Quels systèmes d’alarme de dépression/alarme de débit peut-on ajouter sur une hotte de laboratoire existante pour détecter une défaillance du débit d’air aspiré ?
1 réponse
Sur une hotte existante, on ajoute typiquement une surveillance de débit/face velocity via :
1) Pressostat différentiel (alarme de dépression)
Mesure de ΔP entre plénum/extraction et ambiance (ou amont/aval d’un organe type filtre). Réglage sur seuil mini + hystérésis, contact sec pour buzzer/flash et report GTB. Avantages : simple, robuste. Limites : ΔP ≠ débit si pertes de charge variables (volet, filtre encrassé).

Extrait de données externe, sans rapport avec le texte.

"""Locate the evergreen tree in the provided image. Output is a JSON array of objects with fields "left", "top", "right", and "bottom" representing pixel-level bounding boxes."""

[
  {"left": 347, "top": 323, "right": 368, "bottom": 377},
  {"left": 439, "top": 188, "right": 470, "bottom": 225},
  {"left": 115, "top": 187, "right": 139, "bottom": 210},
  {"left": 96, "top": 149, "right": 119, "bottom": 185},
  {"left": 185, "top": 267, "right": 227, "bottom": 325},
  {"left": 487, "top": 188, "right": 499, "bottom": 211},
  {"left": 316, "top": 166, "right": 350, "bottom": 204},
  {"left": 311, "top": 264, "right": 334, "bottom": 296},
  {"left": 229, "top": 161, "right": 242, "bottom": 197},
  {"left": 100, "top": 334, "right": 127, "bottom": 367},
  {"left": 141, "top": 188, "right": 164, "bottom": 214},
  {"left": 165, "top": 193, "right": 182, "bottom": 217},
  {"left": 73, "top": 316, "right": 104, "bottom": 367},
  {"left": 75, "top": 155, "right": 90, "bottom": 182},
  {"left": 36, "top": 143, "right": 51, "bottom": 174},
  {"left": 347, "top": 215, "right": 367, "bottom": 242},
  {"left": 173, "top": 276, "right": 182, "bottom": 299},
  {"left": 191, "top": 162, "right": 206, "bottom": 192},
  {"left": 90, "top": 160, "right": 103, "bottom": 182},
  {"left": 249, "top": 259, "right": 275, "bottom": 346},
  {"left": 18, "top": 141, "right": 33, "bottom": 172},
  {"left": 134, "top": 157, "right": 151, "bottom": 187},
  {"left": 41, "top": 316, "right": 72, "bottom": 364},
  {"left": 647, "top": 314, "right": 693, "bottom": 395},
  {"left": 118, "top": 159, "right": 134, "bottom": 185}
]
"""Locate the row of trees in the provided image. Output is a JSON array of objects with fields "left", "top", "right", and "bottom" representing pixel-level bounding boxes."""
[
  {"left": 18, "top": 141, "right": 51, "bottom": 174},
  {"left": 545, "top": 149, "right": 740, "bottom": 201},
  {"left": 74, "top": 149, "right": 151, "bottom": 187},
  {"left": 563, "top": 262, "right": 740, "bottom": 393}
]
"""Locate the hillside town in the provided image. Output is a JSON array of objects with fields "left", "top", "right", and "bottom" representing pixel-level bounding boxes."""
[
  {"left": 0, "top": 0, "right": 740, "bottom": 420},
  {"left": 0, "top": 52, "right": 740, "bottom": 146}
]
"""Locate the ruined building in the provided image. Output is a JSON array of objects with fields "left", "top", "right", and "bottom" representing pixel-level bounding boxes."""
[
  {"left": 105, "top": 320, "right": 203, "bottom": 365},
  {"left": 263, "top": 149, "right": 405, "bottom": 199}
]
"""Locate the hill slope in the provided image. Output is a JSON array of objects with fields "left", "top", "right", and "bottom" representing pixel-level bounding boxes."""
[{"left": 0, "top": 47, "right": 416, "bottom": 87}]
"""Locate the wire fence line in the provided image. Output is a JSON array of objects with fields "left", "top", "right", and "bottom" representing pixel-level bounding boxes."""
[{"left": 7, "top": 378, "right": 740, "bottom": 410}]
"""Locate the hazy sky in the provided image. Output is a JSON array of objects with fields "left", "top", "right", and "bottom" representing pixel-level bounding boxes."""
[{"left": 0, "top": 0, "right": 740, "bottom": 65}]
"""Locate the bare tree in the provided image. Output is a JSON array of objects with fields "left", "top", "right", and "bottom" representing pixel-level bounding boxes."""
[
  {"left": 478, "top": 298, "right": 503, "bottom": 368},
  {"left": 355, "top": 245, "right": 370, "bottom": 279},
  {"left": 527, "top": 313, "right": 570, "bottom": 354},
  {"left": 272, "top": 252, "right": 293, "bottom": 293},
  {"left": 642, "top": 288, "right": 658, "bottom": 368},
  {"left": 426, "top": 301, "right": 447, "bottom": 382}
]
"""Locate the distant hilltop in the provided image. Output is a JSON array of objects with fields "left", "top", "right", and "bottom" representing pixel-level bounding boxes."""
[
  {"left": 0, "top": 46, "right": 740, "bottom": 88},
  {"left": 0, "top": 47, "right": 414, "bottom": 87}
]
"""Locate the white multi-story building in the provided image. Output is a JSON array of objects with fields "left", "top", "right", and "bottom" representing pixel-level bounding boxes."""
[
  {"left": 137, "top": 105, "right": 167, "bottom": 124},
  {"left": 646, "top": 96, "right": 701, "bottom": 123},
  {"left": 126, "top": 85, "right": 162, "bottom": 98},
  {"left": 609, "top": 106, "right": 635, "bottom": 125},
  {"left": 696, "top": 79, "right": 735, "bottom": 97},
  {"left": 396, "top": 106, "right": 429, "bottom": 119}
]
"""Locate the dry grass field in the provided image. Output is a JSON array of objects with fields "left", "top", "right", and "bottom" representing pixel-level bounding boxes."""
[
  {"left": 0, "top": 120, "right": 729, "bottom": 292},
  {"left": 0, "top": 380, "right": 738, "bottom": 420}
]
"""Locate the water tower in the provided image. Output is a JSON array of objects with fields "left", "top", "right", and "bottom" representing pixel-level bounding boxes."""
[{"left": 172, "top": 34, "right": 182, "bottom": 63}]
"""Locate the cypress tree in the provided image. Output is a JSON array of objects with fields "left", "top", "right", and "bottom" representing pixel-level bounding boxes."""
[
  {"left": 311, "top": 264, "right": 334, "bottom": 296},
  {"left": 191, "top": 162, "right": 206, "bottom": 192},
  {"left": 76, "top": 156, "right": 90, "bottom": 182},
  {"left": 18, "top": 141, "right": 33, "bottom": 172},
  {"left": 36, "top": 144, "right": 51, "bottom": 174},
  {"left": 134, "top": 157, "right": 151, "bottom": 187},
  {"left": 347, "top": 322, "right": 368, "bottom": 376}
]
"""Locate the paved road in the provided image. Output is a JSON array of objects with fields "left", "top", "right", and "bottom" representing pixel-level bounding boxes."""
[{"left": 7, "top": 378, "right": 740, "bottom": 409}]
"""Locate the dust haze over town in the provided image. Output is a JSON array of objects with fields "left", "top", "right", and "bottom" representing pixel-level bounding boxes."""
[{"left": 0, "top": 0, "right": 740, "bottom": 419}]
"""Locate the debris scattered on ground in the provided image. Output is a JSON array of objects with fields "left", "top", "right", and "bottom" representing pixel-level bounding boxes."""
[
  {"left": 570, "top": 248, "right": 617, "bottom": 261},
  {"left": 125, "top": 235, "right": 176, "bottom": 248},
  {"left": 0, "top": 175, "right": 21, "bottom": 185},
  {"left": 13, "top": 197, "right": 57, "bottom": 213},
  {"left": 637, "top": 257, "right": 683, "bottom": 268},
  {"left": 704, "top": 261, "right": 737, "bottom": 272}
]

2) Capteur de vitesse d’air en façade (alarme de débit)
Sonde anémométrique (fil chaud) ou multi-points, montée sur traverse/linteau, avec calcul de vitesse moyenne et alarme sous seuil (ex. 0,4–0,6 m/s selon conception). Plus corrélé au confinement, nécessite étalonnage et compensation température.
3) Débitmètre en gaine
Pitot/annubar + transmetteur ΔP, ou mesure thermique en gaine, avec alarme Q<Qmin. Pertinent si accès gaine et profil d’écoulement maîtrisé.
Dans tous les cas : alimentation secourue, auto-test, acquittement, et essais périodiques (fumigène + mesure vitesse).